Александр Воронский - Гоголь Страница 31

Тут можно читать бесплатно Александр Воронский - Гоголь. Жанр: Документальные книги / Биографии и Мемуары, год неизвестен. Так же Вы можете читать полную версию (весь текст) онлайн без регистрации и SMS на сайте «WorldBooks (МирКниг)» или прочесть краткое содержание, предисловие (аннотацию), описание и ознакомиться с отзывами (комментариями) о произведении.
Александр Воронский - Гоголь

Александр Воронский - Гоголь краткое содержание

Прочтите описание перед тем, как прочитать онлайн книгу «Александр Воронский - Гоголь» бесплатно полную версию:
Эта уникальная книга с поистине причудливой и драматической судьбой шла к читателям долгих семьдесят пять лет. Пробный тираж жизнеописания Гоголя в серии «ЖЗЛ», подписанный в свет в 1934 году, был запрещен, ибо автор биографии, яркий писатель и публицист, Александр Воронский подвергся репрессиям и был расстрелян. Чудом уцелели несколько экземпляров этого издания. Книга А. Воронского рассчитана на широкий круг читателей. Она воссоздает живой облик Гоголя как человека и писателя, его художественные произведения интересуют биографа в первую очередь в той мере, в какой они отражают личность творца. Гоголь у Воронского обладает как бы «двойным зрением», позволяющим ему, с одной стороны, с поразительной остротой видеть «вещественность мира», а с другой — прозревать духовный рост человека.
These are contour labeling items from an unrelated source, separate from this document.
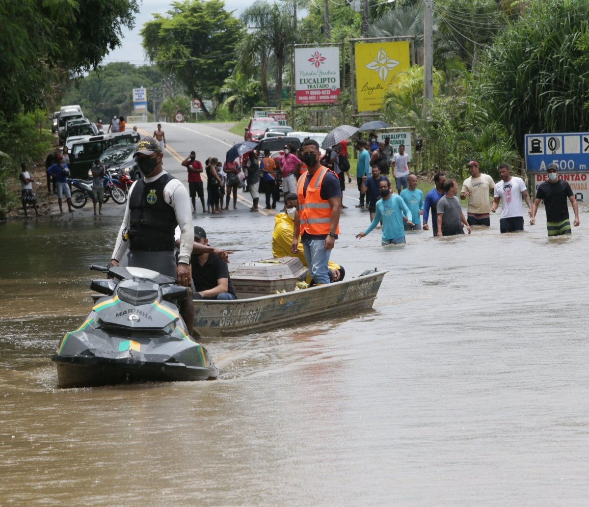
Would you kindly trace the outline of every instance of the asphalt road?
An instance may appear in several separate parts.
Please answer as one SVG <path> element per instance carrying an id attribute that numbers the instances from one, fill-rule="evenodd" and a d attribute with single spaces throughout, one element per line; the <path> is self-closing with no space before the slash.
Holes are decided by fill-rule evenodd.
<path id="1" fill-rule="evenodd" d="M 186 168 L 181 165 L 181 162 L 194 150 L 196 153 L 197 159 L 200 160 L 204 166 L 204 161 L 210 157 L 216 157 L 219 160 L 224 161 L 227 151 L 236 143 L 243 140 L 241 136 L 236 135 L 229 131 L 233 124 L 230 123 L 162 123 L 162 130 L 166 134 L 166 148 L 164 155 L 164 168 L 171 174 L 176 176 L 181 181 L 188 186 L 187 171 Z M 157 128 L 155 122 L 137 124 L 137 128 L 142 135 L 152 135 Z M 133 124 L 128 124 L 127 128 L 133 128 Z M 203 179 L 206 180 L 206 175 L 203 174 Z M 205 189 L 206 183 L 205 183 Z M 206 191 L 206 190 L 205 190 Z M 358 190 L 356 187 L 356 181 L 352 184 L 346 183 L 346 190 L 344 193 L 344 204 L 353 207 L 358 203 Z M 206 193 L 205 193 L 205 199 Z M 249 193 L 243 192 L 241 190 L 237 193 L 237 210 L 233 209 L 233 205 L 230 206 L 230 210 L 219 215 L 210 216 L 203 214 L 198 200 L 197 199 L 197 210 L 193 217 L 205 218 L 209 216 L 211 218 L 217 216 L 226 216 L 242 215 L 247 213 L 249 216 L 249 208 L 252 207 L 252 200 Z M 282 203 L 282 201 L 281 201 Z M 263 209 L 264 206 L 264 194 L 260 196 L 260 210 L 257 213 L 264 216 L 275 215 L 280 213 L 282 206 L 279 204 L 276 210 Z M 57 204 L 54 207 L 51 216 L 54 218 L 60 218 L 62 220 L 78 220 L 85 217 L 91 217 L 94 214 L 92 203 L 88 201 L 86 206 L 80 210 L 75 210 L 73 213 L 67 213 L 67 206 L 64 203 L 65 213 L 59 215 L 59 209 Z M 124 205 L 117 205 L 110 200 L 102 206 L 102 215 L 105 217 L 118 216 L 122 217 L 124 211 Z"/>

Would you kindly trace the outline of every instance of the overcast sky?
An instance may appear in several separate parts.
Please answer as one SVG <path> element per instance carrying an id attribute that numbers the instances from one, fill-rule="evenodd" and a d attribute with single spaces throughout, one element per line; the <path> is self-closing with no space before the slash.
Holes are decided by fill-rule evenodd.
<path id="1" fill-rule="evenodd" d="M 111 51 L 106 58 L 104 63 L 110 62 L 130 62 L 135 65 L 148 64 L 143 54 L 143 48 L 141 47 L 141 38 L 139 32 L 143 27 L 143 24 L 153 19 L 151 15 L 154 12 L 166 14 L 170 9 L 171 2 L 166 0 L 143 0 L 140 6 L 140 12 L 135 19 L 135 28 L 133 30 L 125 29 L 123 34 L 123 45 L 114 51 Z M 225 0 L 225 8 L 233 13 L 234 16 L 239 16 L 240 13 L 246 7 L 251 5 L 252 0 Z"/>

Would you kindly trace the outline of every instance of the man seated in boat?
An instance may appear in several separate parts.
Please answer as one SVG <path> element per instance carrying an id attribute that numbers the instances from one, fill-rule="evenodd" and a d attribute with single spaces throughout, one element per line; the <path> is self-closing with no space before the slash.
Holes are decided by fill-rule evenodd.
<path id="1" fill-rule="evenodd" d="M 204 229 L 194 226 L 194 243 L 208 245 Z M 195 247 L 190 257 L 194 299 L 230 300 L 237 299 L 229 277 L 227 262 L 213 252 L 202 251 Z"/>
<path id="2" fill-rule="evenodd" d="M 294 234 L 294 211 L 299 204 L 296 194 L 289 194 L 284 203 L 284 213 L 279 213 L 274 218 L 274 231 L 272 232 L 272 256 L 274 257 L 298 257 L 303 266 L 308 267 L 300 241 L 299 241 L 296 254 L 290 250 L 293 234 Z M 329 261 L 327 269 L 329 270 L 329 279 L 332 282 L 343 280 L 346 272 L 342 266 Z M 311 281 L 310 275 L 307 274 L 307 282 L 310 283 Z"/>

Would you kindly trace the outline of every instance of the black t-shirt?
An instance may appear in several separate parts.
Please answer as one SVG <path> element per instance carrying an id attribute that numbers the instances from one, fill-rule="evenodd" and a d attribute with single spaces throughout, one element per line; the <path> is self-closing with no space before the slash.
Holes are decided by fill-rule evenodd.
<path id="1" fill-rule="evenodd" d="M 235 287 L 231 283 L 229 277 L 229 269 L 227 263 L 221 260 L 215 254 L 210 253 L 209 259 L 203 266 L 198 263 L 198 257 L 194 254 L 191 257 L 192 279 L 194 282 L 194 287 L 197 292 L 202 290 L 209 290 L 210 289 L 219 285 L 220 278 L 227 279 L 227 291 L 236 297 L 237 294 L 235 292 Z M 207 298 L 213 299 L 214 298 Z"/>
<path id="2" fill-rule="evenodd" d="M 567 181 L 559 180 L 555 183 L 544 181 L 536 192 L 536 198 L 542 199 L 546 208 L 546 221 L 561 222 L 568 218 L 568 198 L 573 195 Z"/>
<path id="3" fill-rule="evenodd" d="M 321 170 L 318 169 L 318 171 Z M 303 195 L 307 195 L 307 187 L 309 183 L 311 181 L 312 177 L 307 173 L 307 177 L 305 178 L 305 183 L 303 184 Z M 332 197 L 339 197 L 342 195 L 342 187 L 339 183 L 339 178 L 333 171 L 328 171 L 327 174 L 323 177 L 323 181 L 321 184 L 321 190 L 319 191 L 319 195 L 324 201 L 327 201 Z M 325 240 L 327 237 L 327 234 L 310 234 L 306 231 L 303 233 L 301 239 L 303 240 Z M 337 239 L 337 235 L 336 234 L 336 239 Z"/>

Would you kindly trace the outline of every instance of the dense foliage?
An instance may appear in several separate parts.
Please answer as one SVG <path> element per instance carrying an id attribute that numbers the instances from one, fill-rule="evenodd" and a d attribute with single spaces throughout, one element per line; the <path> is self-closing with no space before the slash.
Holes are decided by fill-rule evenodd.
<path id="1" fill-rule="evenodd" d="M 6 178 L 49 149 L 47 113 L 64 84 L 120 46 L 121 29 L 133 28 L 137 12 L 137 0 L 0 2 L 0 218 Z"/>
<path id="2" fill-rule="evenodd" d="M 167 16 L 155 14 L 141 30 L 143 47 L 162 72 L 174 75 L 188 94 L 211 97 L 235 67 L 241 22 L 222 0 L 174 2 Z M 210 112 L 203 111 L 207 117 Z"/>
<path id="3" fill-rule="evenodd" d="M 127 117 L 131 114 L 134 88 L 147 88 L 147 99 L 153 106 L 154 101 L 162 102 L 159 92 L 165 84 L 157 67 L 113 62 L 92 71 L 83 79 L 72 81 L 64 94 L 62 103 L 79 104 L 92 121 L 98 117 L 107 121 L 113 115 Z"/>

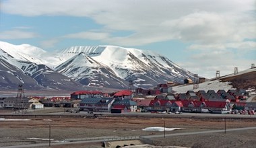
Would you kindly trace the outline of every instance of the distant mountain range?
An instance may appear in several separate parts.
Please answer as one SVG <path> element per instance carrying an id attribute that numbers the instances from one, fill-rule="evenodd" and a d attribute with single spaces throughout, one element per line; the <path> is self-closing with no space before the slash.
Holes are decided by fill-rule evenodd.
<path id="1" fill-rule="evenodd" d="M 84 86 L 149 88 L 193 73 L 158 53 L 114 46 L 73 46 L 50 53 L 28 44 L 0 42 L 0 87 L 82 89 Z"/>

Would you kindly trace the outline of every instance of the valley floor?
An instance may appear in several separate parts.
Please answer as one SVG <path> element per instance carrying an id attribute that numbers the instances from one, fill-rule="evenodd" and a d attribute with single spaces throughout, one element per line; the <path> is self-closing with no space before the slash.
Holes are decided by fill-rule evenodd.
<path id="1" fill-rule="evenodd" d="M 23 118 L 24 119 L 24 118 Z M 42 118 L 30 117 L 29 120 L 0 121 L 0 147 L 47 143 L 51 124 L 52 143 L 70 139 L 102 137 L 133 137 L 162 135 L 163 132 L 145 131 L 150 126 L 182 128 L 165 134 L 224 129 L 223 119 L 159 118 Z M 226 120 L 227 129 L 256 126 L 255 119 Z M 254 147 L 256 130 L 197 134 L 144 139 L 142 142 L 154 145 L 174 145 L 185 147 Z M 51 147 L 102 147 L 101 143 L 52 145 Z"/>

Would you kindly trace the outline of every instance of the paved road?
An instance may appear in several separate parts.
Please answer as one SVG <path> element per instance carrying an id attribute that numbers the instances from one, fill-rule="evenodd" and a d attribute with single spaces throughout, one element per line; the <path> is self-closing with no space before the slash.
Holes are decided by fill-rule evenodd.
<path id="1" fill-rule="evenodd" d="M 255 97 L 256 97 L 256 95 L 251 96 L 249 98 L 247 98 L 247 100 L 246 100 L 246 102 L 251 102 L 251 101 L 253 100 L 253 98 Z"/>
<path id="2" fill-rule="evenodd" d="M 252 127 L 245 127 L 245 128 L 232 128 L 232 129 L 226 129 L 226 132 L 229 131 L 245 131 L 245 130 L 253 130 L 256 129 L 256 126 Z M 166 134 L 165 137 L 173 137 L 173 136 L 183 136 L 183 135 L 197 135 L 197 134 L 206 134 L 206 133 L 224 133 L 224 129 L 222 130 L 211 130 L 211 131 L 199 131 L 199 132 L 190 132 L 190 133 L 174 133 L 174 134 Z M 152 139 L 152 138 L 159 138 L 163 137 L 164 135 L 148 135 L 148 136 L 141 136 L 140 138 L 146 138 L 146 139 Z M 99 139 L 96 140 L 89 140 L 89 141 L 80 141 L 81 139 L 77 139 L 77 141 L 75 141 L 75 139 L 73 139 L 73 142 L 62 142 L 62 143 L 52 143 L 51 145 L 66 145 L 66 144 L 77 144 L 77 143 L 94 143 L 94 142 L 102 142 L 108 141 L 106 137 Z M 137 137 L 139 139 L 139 137 Z M 116 139 L 111 138 L 112 140 L 120 140 L 122 137 L 118 137 Z M 13 145 L 9 147 L 1 147 L 1 148 L 22 148 L 22 147 L 42 147 L 49 146 L 49 143 L 38 143 L 38 144 L 30 144 L 30 145 Z"/>

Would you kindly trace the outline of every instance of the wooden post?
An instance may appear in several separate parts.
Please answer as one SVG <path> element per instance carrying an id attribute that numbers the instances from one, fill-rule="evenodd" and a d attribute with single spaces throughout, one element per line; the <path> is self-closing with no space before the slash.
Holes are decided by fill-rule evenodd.
<path id="1" fill-rule="evenodd" d="M 165 120 L 164 120 L 164 138 L 165 138 Z"/>
<path id="2" fill-rule="evenodd" d="M 49 147 L 51 147 L 51 123 L 49 122 Z"/>
<path id="3" fill-rule="evenodd" d="M 225 120 L 225 134 L 226 134 L 226 117 L 224 118 L 224 120 Z"/>

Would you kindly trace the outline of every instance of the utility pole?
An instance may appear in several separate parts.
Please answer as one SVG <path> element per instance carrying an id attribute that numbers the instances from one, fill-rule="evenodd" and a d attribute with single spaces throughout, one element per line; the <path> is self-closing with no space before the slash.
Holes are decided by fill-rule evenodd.
<path id="1" fill-rule="evenodd" d="M 49 147 L 51 147 L 51 122 L 49 122 Z"/>
<path id="2" fill-rule="evenodd" d="M 224 118 L 224 121 L 225 121 L 225 134 L 226 134 L 226 117 Z"/>
<path id="3" fill-rule="evenodd" d="M 164 138 L 165 138 L 165 120 L 164 120 Z"/>

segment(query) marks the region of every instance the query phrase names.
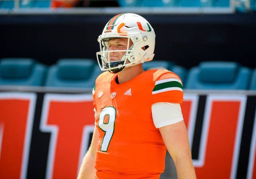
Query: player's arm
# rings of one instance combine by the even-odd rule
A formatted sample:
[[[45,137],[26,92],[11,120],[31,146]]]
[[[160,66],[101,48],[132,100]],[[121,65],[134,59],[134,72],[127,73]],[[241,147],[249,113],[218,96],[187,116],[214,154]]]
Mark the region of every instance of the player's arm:
[[[159,102],[152,105],[152,117],[174,161],[179,179],[195,179],[187,132],[179,104]]]
[[[96,170],[95,168],[96,152],[96,144],[99,139],[99,132],[94,128],[92,143],[86,152],[80,168],[78,179],[92,179],[95,178]]]
[[[183,120],[159,128],[176,167],[178,178],[195,179],[187,128]]]

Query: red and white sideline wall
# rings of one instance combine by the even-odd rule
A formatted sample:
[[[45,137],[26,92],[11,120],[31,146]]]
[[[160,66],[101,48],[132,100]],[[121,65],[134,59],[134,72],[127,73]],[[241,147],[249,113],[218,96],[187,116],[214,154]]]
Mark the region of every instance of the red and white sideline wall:
[[[0,178],[76,178],[94,128],[91,93],[0,91]],[[256,179],[256,92],[184,94],[197,178]]]

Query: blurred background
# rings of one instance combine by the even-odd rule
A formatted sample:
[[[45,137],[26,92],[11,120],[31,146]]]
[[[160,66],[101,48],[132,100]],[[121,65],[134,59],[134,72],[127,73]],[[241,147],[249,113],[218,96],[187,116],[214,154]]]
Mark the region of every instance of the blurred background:
[[[197,178],[256,179],[255,0],[0,0],[0,178],[76,177],[94,128],[97,38],[126,13],[156,34],[144,69],[182,80]],[[177,178],[166,164],[161,178]]]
В тексте сохранены некоторые особенности орфографии автора и приведённых цитат.

Александр Воронский - Гоголь читать онлайн бесплатно

Александр Воронский - Гоголь - читать книгу онлайн бесплатно, автор Александр Воронский

Башмачкин изображен не человеком, а именно «существом»; и возбуждает он к себе чувство снисходительной жалости. Розанов утверждал, что, создавая Акакиевича, Гоголь подобрал определенные черты, лишив его живого, жизненного начала. То же самое Гоголь сделал будто-бы и с окружающими его чиновниками. Розанов хочет сказать, что Гоголь возвел напраслину на жизнь и на людей, которых он изображал. Гоголь, действительно, подбирал нарочито определенные черты для характеристики и Акакия Акакиевича и других петербургских чиновников, но в соответствии с тогдашней Россией. Хотя повести о бедных и жалких чиновниках и были очень распространены в тридцатых годах, но «Шинели» Гоголя удалось занять исключительное место: от нее ведут свою родословную повести и романы о Мармеладовых, о бедных, искалеченных, забитых голодом и присутственными местами существах. Едва ли это могло случиться, если бы Акакий Акакиевич был только искусно-сделанной, но мертвой схематической фигурой.

К петербургским повестям условно можно отнести и «Коляску»: действие происходит в уездном городке, но Чертокуцкий и его превосходительство легко могут быть перемещены в галерею столичных типов. Только скука и тоска в городе. Пожалуй, чисто захолустные. Скука и тоска такие, что только и остается развлекаться разговорами о необыкновенных колясках. Они и подобные им вещи занимают внимание, делаются источником разных анекдотических провинциальных происшествий. Об одном таком смешном происшествии с непринужденной живостью и рассказано в краткой повести, скорее в юмореске. Чертокуцкий — сочетание Пирогова с будущим Хлестаковым. Генерал напоминает «одно значительное лицо», а когда Чертокуцкого видишь в коляске, спрятавшимся и согнувшимся, то коляска как бы совсем заслоняет собою человека, и вся сцена приобретает даже символическое значение господства вещи над человеком.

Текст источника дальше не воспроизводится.